We rijden de stad in en ik zie één grote onoverzichtelijke bende troosteloze hoogbouw, smeulende bergen afval en gehavende mensen. Dan bereiken we de kustweg, die er zo mogelijk nóg droeviger bij ligt. We rijden naar het westen, met rechts de zee en links de uitgeteerde flats. Ik vraag aan Achmed: ‘Waar verblijven de welgestelde gasten uit Caïro?’ Hij wijst naar de flats, ‘hier, in deze flats huren ze een appartement.’ Maar, zeur ik verder, wie wil hier zitten? De oversteek van appartement naar strand is levensgevaarlijk, niemand stopt. Terwijl ik dit zeg zie ik tientallen strandgasten een poging wagen om de overkant te bereiken, met kinderen aan de hand, kinderen op de arm, strandtassen, speelgoed, hun hele hebben en houden. En natuurlijk lukt het ze, want zo gaat ’t hier. En eenmaal beneden op het strand hebben ze ’t misschien wel naar hun zin, want ik zie groepjes mensen genoeglijk bij elkaar zitten, de vrouwen van top tot teen bedekt, de mannen en kinderen losser gekleed, maar overwegend in galabye. Aan alles is te zien dat Alexandrie een conservatieve stad is, met zo’n acht miljoen inwoners. Als er al iets van moderniteit naar buiten treedt, dan zijn ’t vooral de mobiele telefoons.
Bezoek aan een grafkelder
Godzijdank laat de stad ook nog iets zien uit het bloeiende verleden. Niet vanuit de auto, maar lopend, bezoek ik een Grieks-Romeinse opgraving, keurig onderhouden en streng bewaakt. Maar ook hier is de situatie krankjorum: terwijl ik daar als enige bezoekster loop krijg ik gezelschap van een suppoost die mij mee naar beneden troont, naar een grafkelder waarvan de deur alleen door hem geopend kan worden. Ik ben murw door de hitte, de drukte en de lange rit, dus ik laat zijn bemoeienissen gelaten over me heenkomen en volg hem gedwee naar de onderwereld. Inderdaad prachtige catacomben en wat fijn dat hij me die laat zien. Ik sta bewonderend om me heen te kijken als de man achter me komt staan en in m’n nek begint te hijgen. Ben ik in voor een vluggertje in deze donkere, koele historische grafkelder? Het duurt een paar seconden voordat ik doorheb wat er gebeurt en hoe hij zijn onderlijf tegen me aandrukt. Weliswaar in verwarring doe ik resoluut een paar stappen opzij en vraag of ie wel goed bij z’n hoofd is: ‘What the f…… do you think you are doing’. Ik zoek snel het daglicht weer op. Eenmaal buiten zwaai ik hem toe dat ik de uitgang op eigen kracht kan vinden. Een fooi kan ie vergeten.

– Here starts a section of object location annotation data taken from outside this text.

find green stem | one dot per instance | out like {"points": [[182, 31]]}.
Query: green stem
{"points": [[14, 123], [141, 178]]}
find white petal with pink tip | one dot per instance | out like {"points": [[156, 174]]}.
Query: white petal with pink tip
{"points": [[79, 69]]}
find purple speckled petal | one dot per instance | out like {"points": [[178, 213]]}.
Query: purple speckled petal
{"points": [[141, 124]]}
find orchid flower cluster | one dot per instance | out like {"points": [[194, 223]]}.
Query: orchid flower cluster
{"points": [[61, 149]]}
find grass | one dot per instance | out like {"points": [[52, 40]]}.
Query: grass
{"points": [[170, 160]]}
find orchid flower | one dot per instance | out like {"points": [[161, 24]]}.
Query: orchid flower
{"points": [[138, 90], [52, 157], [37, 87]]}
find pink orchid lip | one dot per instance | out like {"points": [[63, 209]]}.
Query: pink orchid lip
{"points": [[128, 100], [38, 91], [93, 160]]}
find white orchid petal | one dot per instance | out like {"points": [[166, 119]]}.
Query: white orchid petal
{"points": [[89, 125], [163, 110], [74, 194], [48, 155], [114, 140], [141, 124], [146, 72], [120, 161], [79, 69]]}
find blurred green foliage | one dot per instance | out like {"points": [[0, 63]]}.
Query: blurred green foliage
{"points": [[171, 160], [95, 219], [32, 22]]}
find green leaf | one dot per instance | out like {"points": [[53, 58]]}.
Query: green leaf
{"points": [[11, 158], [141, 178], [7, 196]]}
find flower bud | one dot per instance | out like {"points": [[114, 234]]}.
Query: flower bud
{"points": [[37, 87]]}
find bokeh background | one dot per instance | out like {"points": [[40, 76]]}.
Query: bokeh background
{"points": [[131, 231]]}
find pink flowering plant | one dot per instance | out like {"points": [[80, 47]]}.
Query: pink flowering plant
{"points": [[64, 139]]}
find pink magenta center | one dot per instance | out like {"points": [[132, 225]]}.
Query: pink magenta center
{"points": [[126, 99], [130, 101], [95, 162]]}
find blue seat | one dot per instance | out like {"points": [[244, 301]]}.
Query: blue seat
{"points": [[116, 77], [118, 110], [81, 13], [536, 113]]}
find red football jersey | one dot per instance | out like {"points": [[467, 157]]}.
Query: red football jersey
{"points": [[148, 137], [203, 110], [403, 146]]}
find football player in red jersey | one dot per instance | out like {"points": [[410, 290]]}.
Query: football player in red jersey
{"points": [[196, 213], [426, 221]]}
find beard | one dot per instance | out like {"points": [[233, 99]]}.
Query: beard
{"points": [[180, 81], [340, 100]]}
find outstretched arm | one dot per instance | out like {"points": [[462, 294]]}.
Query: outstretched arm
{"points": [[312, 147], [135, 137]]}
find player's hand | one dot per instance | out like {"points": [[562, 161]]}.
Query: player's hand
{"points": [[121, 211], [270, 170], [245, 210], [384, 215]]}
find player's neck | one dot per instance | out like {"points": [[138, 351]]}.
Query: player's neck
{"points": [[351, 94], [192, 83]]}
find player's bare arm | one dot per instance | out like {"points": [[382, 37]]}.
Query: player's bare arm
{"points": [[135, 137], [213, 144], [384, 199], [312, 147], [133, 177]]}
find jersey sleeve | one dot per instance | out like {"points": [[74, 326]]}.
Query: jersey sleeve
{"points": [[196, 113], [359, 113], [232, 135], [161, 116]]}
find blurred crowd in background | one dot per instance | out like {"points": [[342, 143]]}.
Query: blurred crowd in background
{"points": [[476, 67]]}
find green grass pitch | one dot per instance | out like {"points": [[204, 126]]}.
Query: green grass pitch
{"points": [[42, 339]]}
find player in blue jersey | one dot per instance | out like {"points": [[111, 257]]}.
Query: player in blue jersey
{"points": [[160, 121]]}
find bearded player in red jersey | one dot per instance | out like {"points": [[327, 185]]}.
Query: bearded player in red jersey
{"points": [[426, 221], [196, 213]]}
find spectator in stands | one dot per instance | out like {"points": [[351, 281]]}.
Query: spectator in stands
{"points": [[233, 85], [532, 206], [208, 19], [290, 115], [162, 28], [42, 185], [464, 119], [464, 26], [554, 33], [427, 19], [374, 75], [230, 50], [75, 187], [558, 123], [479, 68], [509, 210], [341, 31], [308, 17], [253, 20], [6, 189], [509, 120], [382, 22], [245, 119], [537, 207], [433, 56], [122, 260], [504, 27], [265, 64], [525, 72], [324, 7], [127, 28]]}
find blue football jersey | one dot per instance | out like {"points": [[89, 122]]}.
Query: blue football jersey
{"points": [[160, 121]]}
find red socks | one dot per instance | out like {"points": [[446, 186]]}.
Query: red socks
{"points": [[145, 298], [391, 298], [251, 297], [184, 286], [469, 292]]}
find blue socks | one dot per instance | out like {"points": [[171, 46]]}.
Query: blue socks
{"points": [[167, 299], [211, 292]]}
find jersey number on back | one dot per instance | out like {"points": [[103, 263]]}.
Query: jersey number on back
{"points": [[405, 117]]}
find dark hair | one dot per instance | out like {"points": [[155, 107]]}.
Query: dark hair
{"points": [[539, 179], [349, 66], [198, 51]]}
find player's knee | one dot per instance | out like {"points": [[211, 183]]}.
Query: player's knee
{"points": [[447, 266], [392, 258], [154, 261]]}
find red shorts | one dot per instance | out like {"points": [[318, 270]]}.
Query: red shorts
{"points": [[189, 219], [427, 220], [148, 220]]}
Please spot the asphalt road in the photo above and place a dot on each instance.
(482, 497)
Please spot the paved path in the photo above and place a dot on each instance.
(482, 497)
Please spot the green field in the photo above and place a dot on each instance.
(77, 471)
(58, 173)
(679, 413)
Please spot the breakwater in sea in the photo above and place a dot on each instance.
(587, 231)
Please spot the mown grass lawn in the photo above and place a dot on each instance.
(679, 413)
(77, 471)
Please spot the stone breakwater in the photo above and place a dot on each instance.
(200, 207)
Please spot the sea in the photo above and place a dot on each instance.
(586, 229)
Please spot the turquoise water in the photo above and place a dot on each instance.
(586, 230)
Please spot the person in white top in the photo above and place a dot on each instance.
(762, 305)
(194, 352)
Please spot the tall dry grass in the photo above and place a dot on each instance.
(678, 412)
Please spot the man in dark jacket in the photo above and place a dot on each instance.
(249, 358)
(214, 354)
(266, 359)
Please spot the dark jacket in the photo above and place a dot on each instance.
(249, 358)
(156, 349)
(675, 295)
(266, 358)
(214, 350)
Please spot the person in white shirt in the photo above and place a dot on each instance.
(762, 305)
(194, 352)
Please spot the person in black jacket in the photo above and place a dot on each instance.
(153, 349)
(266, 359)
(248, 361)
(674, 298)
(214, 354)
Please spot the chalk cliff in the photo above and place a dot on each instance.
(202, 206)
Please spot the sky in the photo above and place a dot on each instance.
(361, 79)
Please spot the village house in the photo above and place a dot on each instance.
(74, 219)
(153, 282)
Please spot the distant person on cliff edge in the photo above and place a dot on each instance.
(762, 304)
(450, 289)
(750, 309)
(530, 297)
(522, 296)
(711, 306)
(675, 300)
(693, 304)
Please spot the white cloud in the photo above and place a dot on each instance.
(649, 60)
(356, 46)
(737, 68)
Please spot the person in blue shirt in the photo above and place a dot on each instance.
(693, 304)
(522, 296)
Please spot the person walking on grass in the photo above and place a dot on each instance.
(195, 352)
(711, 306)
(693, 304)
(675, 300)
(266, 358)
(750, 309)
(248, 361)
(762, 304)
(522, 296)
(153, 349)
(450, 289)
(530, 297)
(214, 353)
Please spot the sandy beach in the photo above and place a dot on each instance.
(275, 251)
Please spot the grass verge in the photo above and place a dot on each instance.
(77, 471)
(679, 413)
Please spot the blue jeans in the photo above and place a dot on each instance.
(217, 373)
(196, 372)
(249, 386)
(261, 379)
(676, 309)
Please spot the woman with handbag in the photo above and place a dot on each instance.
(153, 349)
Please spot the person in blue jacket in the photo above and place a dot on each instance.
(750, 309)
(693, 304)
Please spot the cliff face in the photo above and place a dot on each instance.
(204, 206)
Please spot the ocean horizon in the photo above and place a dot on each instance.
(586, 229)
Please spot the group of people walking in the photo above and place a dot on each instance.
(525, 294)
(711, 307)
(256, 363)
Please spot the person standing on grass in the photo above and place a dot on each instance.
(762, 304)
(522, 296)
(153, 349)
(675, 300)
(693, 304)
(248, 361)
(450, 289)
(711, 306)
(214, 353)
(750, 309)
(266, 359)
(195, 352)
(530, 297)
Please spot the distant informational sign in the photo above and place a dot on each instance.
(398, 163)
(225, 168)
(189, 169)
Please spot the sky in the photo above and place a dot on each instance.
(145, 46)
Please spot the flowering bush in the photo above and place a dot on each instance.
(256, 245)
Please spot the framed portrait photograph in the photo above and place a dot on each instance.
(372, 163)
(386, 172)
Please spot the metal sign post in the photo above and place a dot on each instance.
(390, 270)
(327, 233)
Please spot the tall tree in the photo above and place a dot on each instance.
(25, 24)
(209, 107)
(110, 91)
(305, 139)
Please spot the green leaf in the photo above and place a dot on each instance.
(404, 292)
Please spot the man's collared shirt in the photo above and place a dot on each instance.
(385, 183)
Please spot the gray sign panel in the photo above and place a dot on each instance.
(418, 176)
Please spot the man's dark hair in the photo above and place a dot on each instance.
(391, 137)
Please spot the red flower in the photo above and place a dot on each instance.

Vijf minuten later zit ik weer bij Achmed in de auto, die trouwhartig voor het museum op me staat te wachten. Ik vertel hem dat de opgravingen indrukwekkend waren, vooral de grafkelder, die was heerlijk koel en verfrissend. Het verhaal over de opdringerige suppoost laat ik achterwege, want dan zijn we er voorlopig niet over uitgekletst. Seks is namelijk ook Achmeds favoriete onderwerp.
Het kabaal om me heen belet me om er lang over na te denken; we zijn al weer op weg.
Ons volgende doel is de beroemde bibliotheek, maar die is gelukkig gesloten. Ik vind ’t wel goed zo. Ik ben bekaf en heb zin om te eten. Achmed vindt al snel een visrestaurantje aan zee, waar alleen Arabisch sprekende mensen zich kunnen redden: in een winkel aan de straatkant moet je de vis aanwijzen die je wilt eten en ergens om de hoek, in een zijstraat op de eerste verdieping, wordt het opgediend. De vis is goed en erg lekker en de maaltijd vormt een eerste rustpunt op deze rommelige dag.
Aan tafel bespreken we wat we verder gaan doen. Het is 20.00uur en een hotel in Alexandrië zie ik niet zitten. Laten we maar doorrijden naar El Alamein en daar een hotel zoeken in de stilte van de woestijn. Dat doen we. Na afloop van de maaltijd stappen we in de auto en vertrekken, maar niet eerst nadat we enkele dames, die de auto hebben bewaakt, wat geld toestoppen.